A record number of 449 students entered the contest, according to Sun-Gazette Editor David F. Troisi, one of the judges. The contest was open to Lycoming County students in grades five through eight.
The award winners were honored during the United Way's annual Volunteer Recognition on Dec. 12 at the Community Arts Center.
According to Scott N. Lowery, Lycoming County United Way executive director, the annual contest "is aimed at heightening the awareness of our young people to help those around them facing difficult times."
Students were asked to write an essay describing how they helped someone facing a challenge or problem by working together to achieve positive results.
Sponsors included the Williamsport Sun-Gazette, the Lycoming Mall, Woodlands Bank, Riverside Subs and Pizza, Williamsport Crosscutters, Otto Book Store and the Community Arts Center.
The winners were:
First place - Ashley Snyder, 13, an eighth-grader at McCall Middle School, Montoursville. She is the daughter of Stacy and Daryl Snyder, Cogan Station.
Second place - Alex McWilliams, 10, a fifth-grader at McCall Middle School, Montoursville. He is the son of Jen Hoffman, Montoursville, and Brian McWilliams.
Third place - Lily Saar, 11, a fifth-grader at Donald E. Schick Elementary School, Loyalsock Township. She is the daughter of Amy and Nate Saar, Willliamsport.
The winning essays are reprinted below.
In memory of Hank
By ASHLEY SNYDER
The time when I helped someone with the challenge that they were facing was when my neighbor Hank was still alive. My brother and I helped him by getting his newspaper in the morning and getting his mail.
My family and I helped him by making dinner and taking it over to his house to eat with him. In the summer, I would help him pick sugar snap peas and green beans. In the fall, I would help him get ready for winters by cutting down dead plants and picking corn and onions that were left over.
My family and I would invite him to Thanksgiving dinner. In the winter, I would help him by shoveling his sidewalk and snow-blowing his driveway. Also, I would help him hang Christmas decorations for Christmas. My family and I would go over to his house on Christmas Eve and spend that evening with him.

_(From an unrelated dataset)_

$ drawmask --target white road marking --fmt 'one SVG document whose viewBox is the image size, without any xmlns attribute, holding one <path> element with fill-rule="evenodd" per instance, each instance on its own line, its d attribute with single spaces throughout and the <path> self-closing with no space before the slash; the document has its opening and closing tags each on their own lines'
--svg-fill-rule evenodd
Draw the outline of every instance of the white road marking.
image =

In the spring, I helped him plant flowers in his flower bed. I also helped him plant bulbs and seeds for the garden.
When he was in and out of the hospital over the past few years with congestive heart failure, my family would go see him and keep him company. Just being there for him made him happy. He considered us family.

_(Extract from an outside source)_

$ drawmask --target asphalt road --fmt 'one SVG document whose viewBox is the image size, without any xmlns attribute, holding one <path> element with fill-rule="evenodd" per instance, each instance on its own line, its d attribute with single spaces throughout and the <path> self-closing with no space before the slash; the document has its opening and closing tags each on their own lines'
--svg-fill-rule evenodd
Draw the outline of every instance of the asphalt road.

In the end, I hope one day someone will be there for me.
By ALEX McWILLIAMS
A couple of months ago, I had learned valuable lessons by helping a family with no home.
At my church, we have a program called Family Promise, which means we take care of families with no home. My dad and stepmom took me to the church to help the families and make a difference in their life.

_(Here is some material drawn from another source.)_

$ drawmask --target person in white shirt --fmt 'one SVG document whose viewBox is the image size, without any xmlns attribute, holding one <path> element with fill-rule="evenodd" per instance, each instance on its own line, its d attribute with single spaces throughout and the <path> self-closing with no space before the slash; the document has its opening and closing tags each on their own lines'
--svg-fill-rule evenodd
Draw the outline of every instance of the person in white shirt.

I felt bad, and if other people went with me, they would have felt bad, too.
When we got there, I spoke with the kids. They told me about themselves, like what school they went to, and how old they were. I kept them occupied by playing kickball, basketball and other fun activities.
What I didn't know was that I was taking them away from the thought of no home. All this time, I was having so much fun as well. That worked out well for the kids and me. I helped prepare the meal for the families, like getting beverages if needed, or helping to set the table. I could tell they were satisfied.
In my opinion, it was a fun night. I never expected it to turn out like this. I had no positive feeling when I left, but now that I think about it today, we helped those families a lot.
What I experienced was that helping can be fun, and I'm pretty grateful for the things I possess. This year, I think my family and I are going to help more often and do more favorable deeds. My family will change and since we never really did a lot of good deeds, we are going to make up for all we didn't do.
Help and encouragement
through SCHICK Club
By LILY SAAR
Challenges and problems have been faced and solved by the students of our school through SCHICK Club - Students Caring and Helping in Community Kindness. We assist teachers at recess and spare time. We often sort papers, forms and certain documents for teachers. We gather these papers, and others, and group, staple, and deliver them.
For example, we put together book orders, stapled them, grouped them for different teachers and delivered them.
Also, we help teachers understand SmartBoards and such. We enjoy helping teachers because they have lots of things to do, so it's just another challenge we helped face.
Recently, SCHICK Club came together to walk younger children to our school's Freeze-Pop Friday. Our club donated to our food drive, collected the food from the classrooms, and set it all up in the C-wing to help those affected by floods.
Because of many plastic bottles and jugs being thrown away at our school, we started recycling.
We took our time to clean buckets to deliver to classrooms and halls to reuse plastic, paper, jugs, newspaper and aluminum. We take shifts at lunch collecting, emptying and placing milk jugs in the bins.
Even though we are just a small part of our whole community, we all assist and participate in like activities and will eventually excel into higher situations.
We all feel proud to be a part of our club, and it is such a good feeling knowing that even though it's a small job, it is making a difference.